What a pathetic shame and disservice sportsmen’s organizations like Nevada Bighorns Unlimited and Fraternity of the Desert Bighorn are doing to sheep. They refuse to speak out and expose the very problems and lack of co-ordination that might save our sheep in the future. They fund and build water developments to attract and sustain sheep for NDOW and then ignore them and abandon the sheep. They let the sheep depend on and get used to the water developments and when these guzzlers are neglected and shut off, the sheep become so dependent upon the water and in this case, do not relocate and thus perish.


In an article by NDOW on feeding wild birds, they caution that if you start a program of feeding in the winter months, and the birds get dependent on it, you must continue it throughout the winter or else you have done more harm than good as the birds will just perish! It appears that the same is true for sheep. NDOW claims it has no funds or manpower to maintain and check these water developments and depends on volunteers. What a way to run a state agency! It’s the old overworked and underpaid syndrome.

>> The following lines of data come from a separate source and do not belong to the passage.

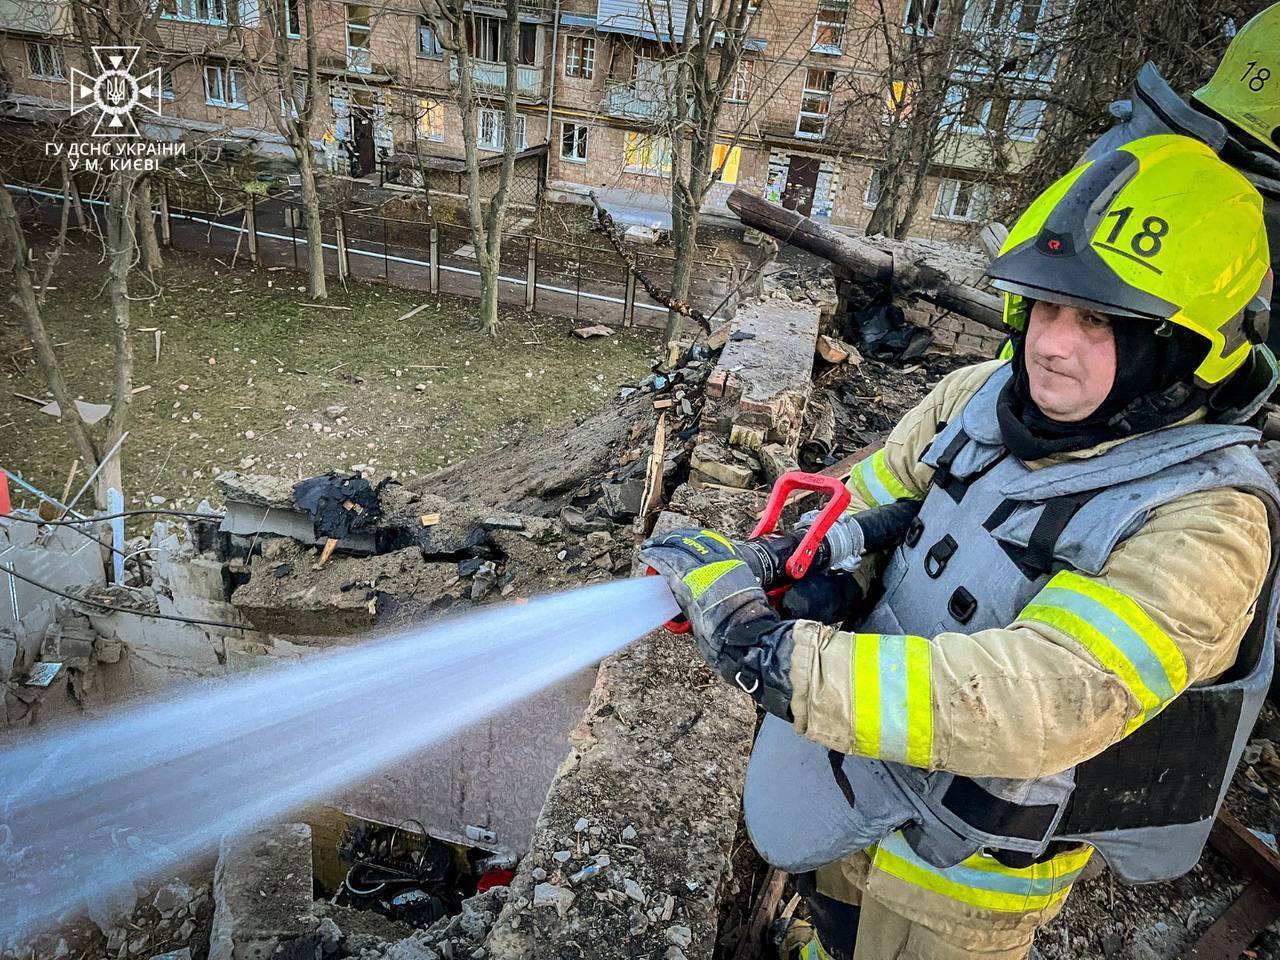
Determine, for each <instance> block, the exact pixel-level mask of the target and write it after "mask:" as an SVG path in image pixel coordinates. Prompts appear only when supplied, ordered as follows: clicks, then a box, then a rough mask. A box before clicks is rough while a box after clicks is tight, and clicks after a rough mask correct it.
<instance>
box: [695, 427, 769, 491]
mask: <svg viewBox="0 0 1280 960" xmlns="http://www.w3.org/2000/svg"><path fill="white" fill-rule="evenodd" d="M689 465H690V466H691V467H692V468H694V470H696V471H698V472H699V474H701V475H703V476H704V477H705V479H707V480H712V481H713V483H717V484H724V485H726V486H740V488H742V489H746V488H749V486H750V485H751V477H753V475H754V474H753V471H751V468H750V467H749V466H746V465H745V463H742V462H740V461H739V460H737V458H735V457H733V454H732V453H731V452H730V449H728V448H727V447H726V445H724V444H723V443H721V442H719V440H717V439H704V440H703V442H701V443H699V444H698V445H696V447H694V453H692V457H691V458H690V461H689Z"/></svg>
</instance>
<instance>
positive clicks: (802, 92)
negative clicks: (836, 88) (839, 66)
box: [795, 67, 836, 140]
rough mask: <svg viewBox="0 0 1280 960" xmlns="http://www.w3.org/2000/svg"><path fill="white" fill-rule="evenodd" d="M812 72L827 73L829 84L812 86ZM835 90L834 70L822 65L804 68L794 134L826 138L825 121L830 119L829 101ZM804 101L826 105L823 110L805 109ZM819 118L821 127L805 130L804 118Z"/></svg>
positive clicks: (800, 135) (817, 118) (835, 78)
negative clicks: (814, 102) (827, 67)
mask: <svg viewBox="0 0 1280 960" xmlns="http://www.w3.org/2000/svg"><path fill="white" fill-rule="evenodd" d="M814 74H827V77H828V78H829V79H828V83H829V86H827V87H820V86H812V84H810V81H812V79H813V76H814ZM835 90H836V72H835V70H831V69H826V68H822V67H808V68H805V79H804V90H803V91H801V93H800V109H799V111H797V113H796V133H795V136H796V137H797V138H800V140H826V138H827V123H828V122H829V119H831V101H832V97H833V96H835ZM805 101H813V102H819V101H820V102H823V104H824V105H826V109H824V110H812V109H810V110H806V109H805V105H806V104H805ZM814 119H817V120H820V124H822V129H820V131H818V132H817V133H812V132H805V131H803V129H801V128H803V127H804V122H805V120H814Z"/></svg>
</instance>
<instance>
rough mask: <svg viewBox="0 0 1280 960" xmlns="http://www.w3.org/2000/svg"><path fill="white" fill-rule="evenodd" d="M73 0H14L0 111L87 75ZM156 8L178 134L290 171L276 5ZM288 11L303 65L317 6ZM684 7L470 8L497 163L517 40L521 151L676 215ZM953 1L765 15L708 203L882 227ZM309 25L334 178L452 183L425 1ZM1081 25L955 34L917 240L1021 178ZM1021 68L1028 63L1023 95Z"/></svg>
mask: <svg viewBox="0 0 1280 960" xmlns="http://www.w3.org/2000/svg"><path fill="white" fill-rule="evenodd" d="M76 1H77V0H0V84H3V90H0V96H3V99H4V100H5V101H6V104H8V108H6V109H9V110H10V111H14V110H17V111H20V110H23V109H35V108H37V106H38V105H41V104H44V105H65V104H67V102H68V88H67V86H68V83H67V82H68V77H69V67H74V65H79V67H82V69H84V64H82V60H83V59H84V58H83V54H82V46H81V44H79V41H78V40H77V38H76V36H74V22H76V17H73V15H72V10H70V6H69V5H70V4H72V3H76ZM161 1H163V3H164V4H165V5H164V6H163V8H161V10H160V12H159V18H157V20H156V29H155V31H152V33H151V36H150V37H148V45H147V50H148V60H151V61H152V63H154V64H155V65H157V67H159V68H160V69H161V76H163V91H164V113H165V123H169V124H172V125H173V127H175V128H179V129H183V131H187V132H189V133H191V134H193V136H201V137H205V138H209V140H221V141H223V142H225V143H227V145H232V146H236V145H243V143H251V145H252V146H253V148H255V150H257V151H260V152H262V154H268V155H270V154H273V152H275V154H278V155H279V156H282V157H284V156H287V152H288V151H287V150H285V148H284V141H283V138H282V137H280V134H279V128H278V125H276V123H275V120H274V119H273V116H271V113H273V111H276V113H278V114H280V115H283V111H284V110H288V109H289V105H288V104H287V102H284V100H283V99H282V97H280V93H279V88H278V86H276V82H275V68H274V58H273V52H271V38H270V35H269V31H268V29H266V28H265V27H264V26H262V22H261V19H262V15H264V14H262V10H261V9H260V0H161ZM264 3H265V0H264ZM274 3H275V0H273V8H271V9H276V8H274ZM279 3H283V4H284V5H285V8H284V10H285V19H287V32H288V35H289V37H291V38H289V41H288V42H289V46H291V55H292V56H293V58H294V63H296V64H297V65H298V67H301V65H302V64H303V63H305V44H303V42H302V40H301V35H302V32H303V31H305V26H303V22H302V19H303V17H305V15H306V14H307V10H306V5H305V3H303V0H279ZM893 3H897V4H899V5H897V6H896V8H895V6H893ZM668 4H669V0H521V3H520V15H518V23H517V24H508V23H507V17H506V13H504V10H503V9H500V8H499V6H490V5H488V4H485V3H484V0H472V3H471V5H470V12H471V18H470V24H468V29H467V33H468V38H467V42H468V45H470V49H471V54H472V61H474V65H472V74H474V81H475V88H476V90H477V92H479V93H480V95H481V96H488V97H492V101H490V102H489V104H488V105H486V106H484V108H483V109H481V110H480V113H479V116H477V143H479V146H480V147H481V150H486V151H498V150H500V148H502V140H503V136H504V129H503V123H502V106H503V99H504V96H506V93H507V70H506V64H504V63H503V58H504V50H506V37H507V31H508V29H512V28H515V29H518V32H520V36H518V41H517V58H518V59H517V67H516V90H515V95H516V101H517V110H518V118H520V119H518V125H517V136H518V138H520V147H521V148H522V150H525V148H529V150H532V151H535V152H536V148H539V147H544V148H545V157H547V160H545V164H547V166H545V178H547V183H548V186H549V187H550V188H552V189H556V191H559V192H562V193H585V192H586V189H595V191H598V192H600V193H602V195H603V196H604V197H607V198H608V200H609V201H611V202H616V204H621V205H630V206H634V207H637V209H640V210H652V211H654V214H655V218H657V219H660V214H662V210H663V209H669V201H668V195H669V164H671V148H669V142H671V136H672V131H671V129H669V123H671V118H672V116H673V115H675V114H673V111H672V109H671V101H672V96H671V84H672V77H673V72H675V69H676V65H675V56H676V55H677V54H673V52H672V49H673V44H672V42H671V40H669V37H671V36H675V37H676V38H677V41H678V38H680V37H681V36H684V32H682V22H681V20H682V15H681V10H682V9H684V4H681V3H676V4H673V5H668ZM941 5H942V3H941V0H892V1H891V4H890V10H891V18H892V19H891V22H890V23H888V24H883V23H881V20H879V19H878V17H879V14H878V10H879V9H881V5H879V4H877V3H870V0H759V5H758V6H755V8H753V14H751V20H750V27H749V37H748V40H746V45H745V46H746V52H745V54H744V56H742V59H741V63H740V64H739V67H737V70H736V72H735V76H733V78H732V81H731V83H730V84H728V88H727V91H726V104H724V109H723V113H722V118H721V132H722V134H723V141H722V142H721V143H719V146H717V150H716V163H717V165H718V166H719V168H721V174H719V182H718V183H716V184H714V186H713V188H712V191H710V193H709V196H708V200H707V205H705V206H707V209H708V210H709V211H717V210H723V204H724V200H726V197H727V196H728V193H730V192H731V191H732V188H733V187H741V188H745V189H749V191H753V192H755V193H758V195H762V196H767V197H769V198H772V200H777V201H780V202H782V204H785V205H786V206H790V207H794V209H797V210H800V211H801V212H805V214H809V215H812V216H815V218H818V219H823V220H827V221H829V223H832V224H835V225H840V227H846V228H850V229H855V230H856V229H861V228H863V227H865V224H867V221H868V219H869V216H870V211H872V210H873V209H874V206H876V200H877V196H878V189H879V174H878V172H879V169H881V164H882V163H883V157H884V150H886V146H884V145H886V142H887V141H888V140H890V137H888V133H890V132H891V131H890V127H891V124H893V123H905V118H906V116H908V115H909V113H910V104H909V100H910V96H911V88H913V81H911V79H909V78H901V79H899V78H895V69H897V67H895V65H893V64H896V63H900V61H901V58H902V51H904V50H909V49H911V46H913V45H914V49H918V50H919V49H927V46H922V45H927V44H928V41H929V37H931V36H932V35H933V32H934V31H936V29H940V24H938V18H940V15H941V14H940V6H941ZM264 9H265V8H264ZM310 15H311V18H312V26H314V29H315V35H316V38H317V65H319V81H320V83H319V86H320V90H317V91H306V90H302V88H300V90H298V96H314V95H319V96H320V99H321V100H320V102H319V104H316V110H315V116H314V129H312V136H314V142H315V146H316V148H317V151H320V152H321V154H323V155H324V157H325V161H326V165H328V168H329V169H330V170H332V172H334V173H337V174H344V175H367V174H369V173H370V172H372V170H375V169H376V166H378V165H379V164H385V165H387V168H385V170H399V172H402V173H404V172H408V170H412V169H413V168H417V169H419V170H421V169H422V168H424V166H425V168H428V169H431V168H436V169H451V165H452V168H453V169H457V166H458V160H460V159H461V157H462V154H463V147H462V122H461V116H460V113H458V110H457V106H456V102H454V90H456V82H457V63H456V60H454V58H453V56H452V55H451V54H449V51H448V50H447V49H445V47H444V45H442V42H440V38H439V37H438V36H436V29H435V24H434V23H433V20H431V18H429V17H428V15H425V14H422V13H419V12H417V8H416V6H415V5H404V6H399V5H392V4H385V3H372V4H353V3H337V1H335V0H312V3H311V4H310ZM1065 15H1066V13H1065V9H1064V8H1062V6H1061V5H1060V4H1059V3H1057V0H968V4H966V6H965V13H964V22H963V23H961V24H959V31H957V32H952V33H951V35H950V37H948V38H946V40H945V45H946V46H948V47H954V46H956V45H957V41H956V37H960V38H961V40H964V42H965V44H968V46H966V47H965V49H966V50H970V51H979V52H982V54H984V56H983V58H977V56H970V58H969V61H966V58H965V56H954V58H952V60H951V61H945V63H943V61H941V60H940V61H938V63H940V64H941V65H936V67H934V69H945V70H946V72H947V74H948V77H950V78H951V81H954V84H952V87H948V91H947V108H948V109H947V110H946V111H945V114H938V116H937V123H938V124H941V125H943V127H945V129H943V131H941V133H940V137H938V141H937V143H936V145H934V163H936V166H934V173H933V175H931V177H929V178H928V179H927V180H925V183H924V187H923V195H922V201H920V205H919V210H918V214H916V216H915V220H914V221H913V230H911V232H913V233H915V234H918V236H934V237H945V238H954V237H963V236H969V234H972V232H973V225H974V224H975V223H978V221H980V220H982V219H983V218H984V216H986V212H987V207H988V205H989V202H991V198H992V189H993V186H992V183H991V182H989V179H991V170H992V169H993V168H996V166H998V168H1000V169H1001V172H1002V173H1004V174H1007V173H1009V172H1016V169H1018V165H1019V164H1020V163H1025V159H1027V156H1029V152H1030V147H1032V146H1033V145H1034V141H1036V138H1037V136H1038V133H1039V125H1041V119H1042V113H1043V106H1044V104H1043V100H1038V99H1037V96H1043V91H1044V90H1047V86H1048V83H1050V82H1051V79H1052V74H1053V67H1055V63H1053V61H1055V56H1056V54H1053V52H1052V46H1051V42H1050V35H1051V33H1052V29H1053V27H1052V24H1053V23H1056V22H1061V20H1062V18H1064V17H1065ZM886 27H887V29H886ZM886 37H888V40H886ZM899 41H901V45H902V46H901V49H896V46H895V45H896V44H899ZM938 44H940V45H942V44H943V40H941V38H940V40H938ZM979 60H980V61H979ZM992 63H1002V64H1004V67H1002V69H1001V84H1002V86H1001V93H1000V96H996V95H993V93H989V95H988V93H986V92H983V91H984V84H983V72H984V70H988V69H989V64H992ZM1009 63H1014V64H1015V67H1016V69H1014V70H1012V76H1014V84H1015V86H1014V87H1012V88H1010V86H1009V74H1010V70H1009V67H1007V65H1009ZM300 82H301V81H300ZM948 82H950V81H948ZM302 86H303V87H305V83H303V84H302ZM952 90H954V91H955V93H954V96H952ZM1010 90H1012V91H1014V92H1012V93H1010ZM676 136H678V133H676ZM993 140H998V143H1000V146H998V150H1000V151H1001V157H1002V159H1001V161H1000V163H998V164H997V163H995V161H993V154H992V150H993V148H995V147H991V146H989V145H991V143H992V142H993ZM385 170H384V173H385ZM392 175H393V177H401V174H392ZM406 175H411V174H407V173H406ZM402 179H403V178H402Z"/></svg>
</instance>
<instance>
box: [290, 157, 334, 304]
mask: <svg viewBox="0 0 1280 960" xmlns="http://www.w3.org/2000/svg"><path fill="white" fill-rule="evenodd" d="M293 154H294V156H296V157H297V161H298V173H300V174H301V175H300V179H301V180H302V221H303V224H306V230H307V296H308V297H311V300H328V298H329V288H328V285H326V284H325V278H324V224H323V223H321V220H320V192H319V191H317V189H316V174H315V157H314V156H311V143H310V142H308V141H307V140H306V138H305V137H303V138H302V143H294V145H293Z"/></svg>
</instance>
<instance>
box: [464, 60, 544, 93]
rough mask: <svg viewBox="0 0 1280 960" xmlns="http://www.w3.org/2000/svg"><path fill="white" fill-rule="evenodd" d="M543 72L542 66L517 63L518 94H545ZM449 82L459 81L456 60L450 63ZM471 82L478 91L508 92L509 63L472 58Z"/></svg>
mask: <svg viewBox="0 0 1280 960" xmlns="http://www.w3.org/2000/svg"><path fill="white" fill-rule="evenodd" d="M543 73H544V70H543V68H541V67H526V65H524V64H517V67H516V96H522V97H527V99H530V100H540V99H541V96H543ZM449 82H451V83H454V84H457V82H458V64H457V61H456V60H454V61H453V63H451V64H449ZM471 82H472V83H474V84H475V87H476V91H477V92H481V93H506V92H507V64H504V63H489V61H488V60H472V61H471Z"/></svg>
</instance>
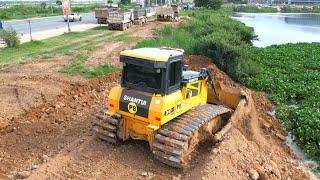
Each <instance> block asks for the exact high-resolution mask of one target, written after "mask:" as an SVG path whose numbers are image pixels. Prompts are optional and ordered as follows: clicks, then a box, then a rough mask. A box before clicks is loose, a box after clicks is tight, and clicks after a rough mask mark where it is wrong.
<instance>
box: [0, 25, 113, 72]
mask: <svg viewBox="0 0 320 180" xmlns="http://www.w3.org/2000/svg"><path fill="white" fill-rule="evenodd" d="M111 35H112V32H110V31H107V30H106V29H105V27H97V28H93V29H90V30H87V31H84V32H72V33H66V34H63V35H61V36H57V37H53V38H50V39H46V40H43V41H31V42H28V43H24V44H21V45H20V46H18V47H16V48H2V49H0V54H1V56H0V66H1V65H5V64H11V63H17V62H24V61H29V60H32V59H35V58H50V57H53V56H55V55H57V54H65V55H70V54H72V53H73V52H77V51H81V50H90V51H92V50H94V49H95V48H96V46H97V45H99V44H100V43H101V42H103V41H106V40H108V39H110V38H111Z"/></svg>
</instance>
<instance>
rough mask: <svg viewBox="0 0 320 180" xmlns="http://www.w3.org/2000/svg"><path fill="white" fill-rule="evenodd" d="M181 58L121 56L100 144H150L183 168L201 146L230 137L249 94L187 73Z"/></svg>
mask: <svg viewBox="0 0 320 180" xmlns="http://www.w3.org/2000/svg"><path fill="white" fill-rule="evenodd" d="M182 52H183V51H181V50H176V49H163V48H141V49H136V50H126V51H123V52H122V53H121V56H120V61H121V62H122V63H124V68H123V72H122V83H121V87H120V86H117V87H114V88H113V89H112V90H111V91H110V93H109V98H108V103H107V107H106V108H103V109H102V110H101V111H100V112H98V114H97V116H96V117H97V119H96V120H95V121H94V123H93V130H94V131H95V132H96V134H97V136H98V137H99V138H100V139H103V140H105V141H107V142H111V143H117V142H119V141H124V140H127V139H129V138H132V139H137V140H145V141H148V142H149V146H150V149H151V150H152V152H153V154H154V155H155V157H156V158H157V159H159V160H160V161H162V162H163V163H165V164H167V165H170V166H173V167H177V168H184V167H186V166H188V164H189V162H190V158H189V157H190V155H191V153H192V152H193V151H194V149H195V148H196V147H197V145H198V144H199V143H200V142H203V141H206V140H210V139H211V140H212V139H214V140H216V141H218V140H220V139H221V138H222V137H223V136H224V134H225V133H226V132H228V130H229V129H230V127H231V126H232V125H231V121H237V118H241V116H242V113H241V112H243V111H244V108H245V106H246V103H247V97H246V95H245V93H244V92H242V91H240V90H239V89H236V88H225V87H223V86H222V85H221V83H220V82H214V79H213V76H212V75H211V73H210V72H209V71H208V70H207V69H201V71H200V72H196V71H190V70H187V69H184V70H182V69H183V67H182V66H183V56H182V55H183V54H182ZM167 69H168V70H169V71H168V70H167ZM166 72H168V73H166Z"/></svg>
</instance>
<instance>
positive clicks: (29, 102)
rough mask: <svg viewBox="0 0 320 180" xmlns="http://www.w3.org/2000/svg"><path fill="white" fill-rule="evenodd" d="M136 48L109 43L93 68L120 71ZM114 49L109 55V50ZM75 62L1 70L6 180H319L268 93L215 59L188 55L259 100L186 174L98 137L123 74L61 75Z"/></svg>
mask: <svg viewBox="0 0 320 180" xmlns="http://www.w3.org/2000/svg"><path fill="white" fill-rule="evenodd" d="M161 25H163V23H159V22H149V24H148V25H146V26H145V28H142V27H140V28H138V27H135V28H133V29H130V30H128V31H127V32H126V33H128V34H131V35H133V36H136V37H140V36H139V34H141V38H150V37H152V36H153V35H154V31H153V29H154V28H156V27H159V26H161ZM133 45H134V42H130V43H123V42H105V43H104V44H102V45H101V46H100V47H99V48H98V49H97V51H95V52H92V53H90V54H89V60H88V62H87V64H86V65H87V66H89V67H90V66H92V67H93V66H94V65H97V64H101V63H109V64H113V65H115V66H119V67H120V66H121V65H120V64H119V63H118V61H119V59H118V54H119V52H120V51H121V50H123V49H126V48H131V47H132V46H133ZM108 47H109V48H110V49H109V48H108ZM69 60H70V57H66V56H59V57H55V58H52V59H49V60H35V61H32V62H29V63H27V64H22V65H16V66H14V67H10V68H8V69H6V70H2V71H1V72H0V82H1V84H0V92H1V93H0V99H1V104H0V108H1V112H0V179H6V178H8V179H13V178H18V179H19V178H29V179H67V178H70V179H248V178H250V177H251V178H254V177H256V176H257V175H258V176H259V177H260V179H312V178H313V176H312V175H310V173H309V172H308V171H307V170H306V168H305V167H304V165H303V164H302V163H301V160H299V159H298V158H297V157H296V156H295V155H294V154H293V152H292V151H291V150H290V149H289V148H288V146H287V145H286V144H285V141H284V138H285V135H286V133H285V131H283V130H282V129H281V127H280V125H279V122H278V120H277V119H275V118H273V117H272V116H270V115H269V114H268V112H270V111H273V110H274V106H273V105H272V104H271V103H270V102H269V101H268V100H267V99H266V95H265V94H263V93H258V92H254V91H251V90H249V89H246V88H245V87H242V86H241V85H239V84H237V83H235V82H233V81H232V80H231V79H230V78H229V77H228V76H227V75H226V74H224V73H223V72H222V71H220V70H219V69H218V68H217V67H216V66H215V65H214V64H212V63H211V61H210V59H208V58H205V57H201V56H189V57H186V63H187V64H188V65H189V67H190V68H191V69H194V70H199V69H200V68H202V67H209V68H210V70H211V71H212V72H213V74H214V75H215V78H216V80H219V81H221V82H223V84H224V85H226V86H231V87H238V88H242V89H243V90H244V91H246V92H247V93H249V94H251V95H252V98H251V99H249V100H250V102H252V103H251V105H250V109H251V110H250V112H248V115H247V116H245V118H242V119H240V120H239V121H237V122H233V127H232V128H231V130H230V131H229V132H228V133H227V134H226V136H225V137H224V138H223V140H222V141H221V142H218V143H215V144H214V143H212V142H205V143H202V144H201V145H200V146H199V148H198V149H197V152H196V153H195V154H196V155H195V157H194V161H193V164H192V165H191V166H190V167H189V168H186V169H184V170H178V169H174V168H171V167H169V166H167V165H164V164H162V163H160V162H159V161H157V160H156V159H154V158H153V156H152V153H151V152H150V150H149V147H148V144H147V143H146V142H142V141H132V140H129V141H126V142H123V143H120V144H119V145H112V144H108V143H105V142H103V141H100V140H98V139H97V138H96V137H95V136H94V134H93V132H92V131H91V122H92V120H93V119H94V116H95V113H96V112H97V111H98V110H99V109H100V108H101V107H103V106H104V105H105V103H106V100H107V96H108V92H109V90H110V88H112V87H113V86H116V85H119V79H120V74H119V73H113V74H109V75H106V76H103V77H99V78H94V79H84V78H82V77H70V76H67V75H63V74H61V73H59V72H58V71H59V69H61V67H62V66H63V65H65V64H67V63H68V61H69Z"/></svg>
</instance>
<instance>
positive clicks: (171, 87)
mask: <svg viewBox="0 0 320 180" xmlns="http://www.w3.org/2000/svg"><path fill="white" fill-rule="evenodd" d="M182 61H183V50H181V49H169V48H140V49H133V50H125V51H122V52H121V53H120V62H122V63H123V70H122V71H123V72H122V79H121V86H122V87H125V88H132V89H137V90H140V91H143V92H149V93H154V94H161V95H165V94H170V93H172V92H174V91H176V90H178V89H180V87H181V84H182V80H183V72H182V69H183V62H182ZM184 74H185V73H184Z"/></svg>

Therefore NDOW should immediately stop building water guzzlers until they make a commitment to actually perform the necessary maintenance. If they are not going to consistently maintain artificial water developments, then it is a waste of time and resources. NDOW cannot continue to ignore its own responsibilities to address a water development maintenance program head on.


I want to make it perfectly clear that we believe water developments are necessary and benefit wildlife in Nevada. However, because of human failure and failure to acknowledge their failures, this has been disastrous for a big segment of our desert sheep.


Ultimately it is not responsibility of the sportsmen’s groups to perform what NDOW is supposed to do. Sportsmen’s groups should demand accountability from this state agency and insist they perform their constitutional duties. NDOW employees responsible for this should have been reprimanded, demoted or reassigned to some job they can reasonably accomplish. Sheep management is obviously not a task for them.


NDOW’s Wildlife Almanac (Spring-Summer 2004includes an article titled: “Water and Wildlife-Bring on the Guzzlers.” NDOW states “that building a water development will allow certain species to utilize habitat that they previously could not, thus introducing or expanding that population in that specific area”. This is true but nowhere do they mention they must be also responsible to maintain this new water source once the animals are expanded into this new area, in order for them to survive.


NDOW can delegate authority to build water developments but they cannot delegate the responsibility for maintaining them, regardless of which volunteer organizations may help them. This is just another of NDOW’s many failures.